Getting tasks done vs managing tasks
In the summer of 2012 we had a “Nozbe Team Meeting” in one of the most beautiful cities in Poland: Crocow (Kraków). We are a team of 12 now and we all work remotely. Some of us had not met before the event. We spent three intensive days mostly socializing and not working. We focused on talking about how we work and what we do and how we see the future of our product - Nozbe. Our strategy. Our values. And Getting Things Done with all that.
What it means to: “Simply Get It All Done”
Nozbe’s tagline hasn’t changed a lot since I launched it in 2007. It was “Simply Get Things Done”, later “Simply Get It Done” and now “Simply Get Everything Done” or even “Simply Get It All Done”. Anyway, it’s been about “getting tasks done”.
Why does it matter? How is it important? Well, this is critical. Nozbe is very often categorized as a “task manager” application that belongs to the “task managers” or “project managers” category.
I embraced this categorization but I never liked it. I always insisted that Nozbe is not about “managing tasks” but about “getting tasks done” (and “simply” at that), meaning we are in business of “doing” and not “managing”. And making it “simple”.
A heated discussion about “most requested features”
Folks who use Nozbe know my firm stand (a strong no-no) on “sub-projects”, “sub-tasks”, or “prioritization”. They know that I’m all for flat hierarchy (the flatter the better) and prioritizing by dragging and dropping stuff to the top or bottom of the list (instead of popular 1-3 priority system). I believe that simple solutions work even in complex situations.
We do support some sort of hierarchy (you can use “labels” to group projects together, you can use “contexts” to set up priorities and you can add “checklists” to tasks if you really want a kind of sub-task experience) but we don’t encourage it. And that’s the difference. We want to be able to give our “advanced users” many advanced features but on the other hand we want to make sure we don’t encourage too much fiddling with tasks for the rest of us.

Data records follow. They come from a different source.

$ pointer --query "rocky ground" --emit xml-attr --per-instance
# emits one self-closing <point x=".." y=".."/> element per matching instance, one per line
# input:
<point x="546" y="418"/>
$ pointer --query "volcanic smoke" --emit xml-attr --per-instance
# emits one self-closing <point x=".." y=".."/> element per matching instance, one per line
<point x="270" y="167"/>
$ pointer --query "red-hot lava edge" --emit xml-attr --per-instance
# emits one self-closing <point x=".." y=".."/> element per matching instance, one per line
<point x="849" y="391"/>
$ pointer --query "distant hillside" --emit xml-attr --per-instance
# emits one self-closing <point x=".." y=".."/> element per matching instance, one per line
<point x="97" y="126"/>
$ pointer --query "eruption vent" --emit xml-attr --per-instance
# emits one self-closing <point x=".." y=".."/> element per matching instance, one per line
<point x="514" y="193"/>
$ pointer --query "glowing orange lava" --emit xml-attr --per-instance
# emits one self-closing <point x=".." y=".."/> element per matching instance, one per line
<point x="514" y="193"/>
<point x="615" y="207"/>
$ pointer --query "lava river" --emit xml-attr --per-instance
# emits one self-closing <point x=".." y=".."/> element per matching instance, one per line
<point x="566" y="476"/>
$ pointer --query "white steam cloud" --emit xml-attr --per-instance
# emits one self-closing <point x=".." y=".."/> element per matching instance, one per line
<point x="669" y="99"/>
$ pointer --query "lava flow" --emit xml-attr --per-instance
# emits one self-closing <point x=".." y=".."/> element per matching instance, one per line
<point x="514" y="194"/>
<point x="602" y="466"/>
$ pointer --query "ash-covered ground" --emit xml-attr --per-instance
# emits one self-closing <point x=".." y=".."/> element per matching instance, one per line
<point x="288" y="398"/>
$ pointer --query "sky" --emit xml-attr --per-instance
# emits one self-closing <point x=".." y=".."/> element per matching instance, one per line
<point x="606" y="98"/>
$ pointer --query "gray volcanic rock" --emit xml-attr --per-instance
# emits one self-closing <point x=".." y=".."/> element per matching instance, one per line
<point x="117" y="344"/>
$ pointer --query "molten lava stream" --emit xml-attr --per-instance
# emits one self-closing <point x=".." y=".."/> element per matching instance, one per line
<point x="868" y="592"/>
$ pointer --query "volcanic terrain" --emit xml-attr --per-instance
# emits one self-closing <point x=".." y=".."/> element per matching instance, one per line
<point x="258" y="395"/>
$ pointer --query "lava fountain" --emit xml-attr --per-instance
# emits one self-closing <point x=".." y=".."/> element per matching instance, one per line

Delfina, our Customer Happiness Officer (yes, that’s her official title) together with the rest of our support gals, prepared a list of “most requested features” for us to talk about. It was a very heated discussion with developers saying what they think can and can’t be done and support gals saying what (from the customers’ standpoint) must and must not be done. It was a tough discussion but a very fruitful one. Because between the can-dos, no-can-dos and must-dos we realized we have to take our mission into consideration.
It was a great chance of reiterating our values about “doing stuff” vs “managing stuff”. We were forced to think “out of the box” about what customers really needed and about what they said they wanted. From my standpoint (as CEO and founder) it was great to see the team embracing our values and analyzing each feature with these values in mind.
Suffice it to say, it’s not like we won’t implement what customers are asking us to. We will, but not everything, and very often in a way they don’t expect us to. We’ve analyzed features for at least 6 months ahead and we will roll them out, but we’ll never compromise our values of “getting tasks done”. Nozbe is not a “task manager” but rather a “task doer”.
By designing our app we teach people productivity
It sounds like cliche, but it’s true — the way we design the app is the way we “teach” our customers how to get things done. If we design it around lots of options and switches from the very beginning — they’ll learn it like this. And it’ll be hard for them to go back to “good habits” and “simple things that work”.
As feature requests come in, we must never stop teaching our users how to get back to their habits of “getting tasks done” and not that of “over-managing tasks”. It’s our responsibility. This is what Nozbe stands for and this is the source of our success. And it’s our promise to our users and we have to ensure we never break that promise.
Seeing the team “feel” our mission is great!
It was just so cool to see my team embrace our values and take them as their own. As the founder, I always felt it was my responsibility to guard our values with my own chest. Now I see I don’t have to. My responsibility is to lead my team and they’ll guard our values as their own. Seeing this happen made me proud. Very proud indeed.